Comparative advantage is an important idea, but is indeed difficult to grasp. To try to illustrate the point, consider the economist’s device of simplifying matters to see the underlying point. You and I are on a desert island, harvesting coconuts and catching fish to survive. You need one hour to harvest one coconut and two hours to catch one fish. (For this example, I’ll assume you can meaningfully divide one fish [or one coconut] into fractions.) I, being old and no fisherman, am less efficient than you at both activities; I require two hours per coconut and six hours per fish. It might seem that you need not trade with me; after all, you’re better than I am at both fishing and harvesting coconuts. But the economist David Ricardo famously showed this isn’t so.  

Consider two cases. In the first, we don’t trade. You produce, say, four coconuts and two fish during an eight-hour workday. I produce just one of each.  

For the second case, suppose we specialize and trade, and you agree to give me a fish in exchange for 2.5 coconuts. (This is a good deal for both of us. For you, catching one less fish gets you two hours or two coconuts; 2.5 is better. For me, that fish saves me six hours, or three coconuts.)  Now you produce one extra fish and give it to me in trade, leaving you with two fish and 4.5 coconuts. For ease of exposition, let’s say I only harvest coconuts, produce four and give you 2.5 of them, leaving me 1.5 coconuts and the fish I got from you. In this second case, you have just as many fish and an extra half coconut; I also have the same number of fish—one—plus the half coconut. Through the magic of trade, the world is one coconut better off, split between the two of us.  

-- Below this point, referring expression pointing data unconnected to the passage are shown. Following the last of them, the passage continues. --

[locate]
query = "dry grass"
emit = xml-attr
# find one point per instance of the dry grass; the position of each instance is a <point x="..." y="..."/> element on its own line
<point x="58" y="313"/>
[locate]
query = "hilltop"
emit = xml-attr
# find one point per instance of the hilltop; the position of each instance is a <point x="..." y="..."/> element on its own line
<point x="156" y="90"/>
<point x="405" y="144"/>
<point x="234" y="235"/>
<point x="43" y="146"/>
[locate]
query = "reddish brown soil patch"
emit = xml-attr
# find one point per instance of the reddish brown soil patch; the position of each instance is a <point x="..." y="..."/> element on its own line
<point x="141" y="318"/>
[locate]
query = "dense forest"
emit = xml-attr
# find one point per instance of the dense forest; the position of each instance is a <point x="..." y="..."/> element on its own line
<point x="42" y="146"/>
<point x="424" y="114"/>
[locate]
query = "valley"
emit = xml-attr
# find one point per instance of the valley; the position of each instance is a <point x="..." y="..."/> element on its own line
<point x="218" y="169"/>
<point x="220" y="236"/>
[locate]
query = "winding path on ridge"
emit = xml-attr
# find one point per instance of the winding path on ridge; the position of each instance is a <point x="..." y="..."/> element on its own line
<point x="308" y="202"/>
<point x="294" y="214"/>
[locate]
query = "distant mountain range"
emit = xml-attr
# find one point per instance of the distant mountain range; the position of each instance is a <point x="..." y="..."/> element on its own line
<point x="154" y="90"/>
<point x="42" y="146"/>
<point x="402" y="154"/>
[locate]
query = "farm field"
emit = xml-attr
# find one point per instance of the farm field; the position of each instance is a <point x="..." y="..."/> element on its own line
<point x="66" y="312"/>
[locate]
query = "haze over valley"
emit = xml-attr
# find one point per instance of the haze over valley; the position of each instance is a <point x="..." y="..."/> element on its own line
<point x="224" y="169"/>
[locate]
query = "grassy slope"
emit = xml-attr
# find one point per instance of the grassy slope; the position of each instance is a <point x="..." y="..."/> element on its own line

The lesson is that even though I produce both goods less efficiently than you, we are still both made better off when we specialize in the good for which we have a comparative advantage and then trade. This is an argument for a role for governments in facilitating, rather than inhibiting, specialization and trade. It should be clear, for instance, that if the island government forced me to pay them an extra coconut every time I purchased one of your fish—driving the coconut price to me from 2.5 to 3.5 coconuts—I wind up with only half a coconut and a fish after the trade, and so would prefer to revert to the first case in which I split my time. In turn, you lose your trading partner, and similarly revert to the previous case.  

These gains reaped from world trade are less intuitive than the patriotic gains reaped by those of domestic firms protected—and therefore helped—by tariffs and other trade barriers. For this reason, given the outsize role that questions surrounding world trade play in current political discourse, the notion of comparative advantage ought to be more widely known.